How will US production survive Oil price drop?

19 Mar 2020

Oil price at $25? How will US production survive?

Is this an Arabian trick?

Saudi Arabia has now set a unilateral price and decided to pump enough oil to flood the world. This was not the case in the past.

The oil kingdom has always acted as a clearing house for global oil. They changed their output according to global supply to balance out what is needed. This sustained oil prices at a reasonable level and helped US Shale and the Permian basin thrive.

With oil prices in the 60s, the kingdom went IPO with Saudi Aramco at 30 SAR. Investors gleefully subscribed to the offering making it the most valuable company in the World!

With the IPO behind them, do they care about global oil prices any longer?  They decided to set the oil prices unilaterally and pump as much as they can to increase their overall revenue.

Saudi Aramco today trades at 26, even below the IPO price. But remains still the most valuable company with a market cap of $1.5T.

With $5 a barrel cost of production, they don’t have the incentive to listen to other producers on setting output. Where are we headed?

The Oil price shock is the single most important driver of the market crash that started on March 8, 2020 when the Dow fell more than 11% in a single day.

The kingdom's price war with Russia has made a casualty out of the US Oil industry.

The Shale production costs more than conventional methods - the cost per barrel is close to $30 for US Shale Oil.

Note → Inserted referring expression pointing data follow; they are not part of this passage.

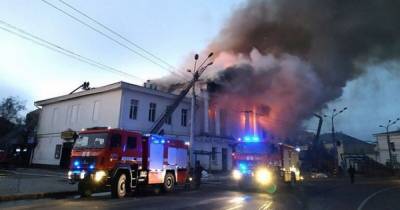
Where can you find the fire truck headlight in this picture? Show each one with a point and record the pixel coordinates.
(99, 175)
(263, 176)
(236, 174)
(82, 175)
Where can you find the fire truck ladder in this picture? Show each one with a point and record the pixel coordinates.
(156, 129)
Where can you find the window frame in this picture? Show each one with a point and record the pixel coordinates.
(134, 140)
(152, 111)
(133, 109)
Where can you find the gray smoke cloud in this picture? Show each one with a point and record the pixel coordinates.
(293, 57)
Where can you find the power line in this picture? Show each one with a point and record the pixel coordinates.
(51, 46)
(117, 34)
(109, 37)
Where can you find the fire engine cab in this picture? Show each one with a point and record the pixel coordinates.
(261, 164)
(122, 161)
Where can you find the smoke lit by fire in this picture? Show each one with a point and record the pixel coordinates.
(284, 59)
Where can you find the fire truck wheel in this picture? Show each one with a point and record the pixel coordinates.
(119, 187)
(169, 182)
(84, 189)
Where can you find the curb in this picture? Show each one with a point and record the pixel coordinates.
(37, 196)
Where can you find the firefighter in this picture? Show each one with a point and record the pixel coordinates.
(197, 174)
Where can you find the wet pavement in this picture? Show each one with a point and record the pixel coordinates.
(332, 194)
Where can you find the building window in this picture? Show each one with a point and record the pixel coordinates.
(213, 153)
(392, 147)
(168, 121)
(96, 111)
(131, 142)
(152, 112)
(74, 113)
(184, 118)
(133, 109)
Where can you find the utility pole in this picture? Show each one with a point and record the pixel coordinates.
(335, 155)
(316, 154)
(390, 123)
(196, 73)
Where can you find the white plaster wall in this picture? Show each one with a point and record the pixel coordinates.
(142, 123)
(56, 118)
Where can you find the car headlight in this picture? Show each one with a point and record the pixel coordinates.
(236, 174)
(99, 175)
(263, 176)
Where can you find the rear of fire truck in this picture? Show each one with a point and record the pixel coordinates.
(121, 161)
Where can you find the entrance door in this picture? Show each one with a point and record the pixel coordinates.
(224, 159)
(66, 154)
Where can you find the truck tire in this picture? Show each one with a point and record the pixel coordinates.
(84, 189)
(169, 182)
(119, 187)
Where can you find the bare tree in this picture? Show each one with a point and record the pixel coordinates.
(10, 108)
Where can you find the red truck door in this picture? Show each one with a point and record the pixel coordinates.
(115, 147)
(132, 149)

At this rate, many of the US Oil producers will not be profitable.

Based on our research, we conclude that many of the smaller E&P companies will fold - the credit rating companies have promptly cut the ratings on their high-yield debt.

This will result in massive layoffs for the Oil economy in the US South and SouthWest.

Even the Oil Majors have cut their CAPEX spending on new drilling and exploration which hurts the revenue prospects of the Oil Field services sectors - Schlumberger and Halliburton.

The cascading effects will affect the demand and revenue prospects of many smaller component suppliers in the oil industry.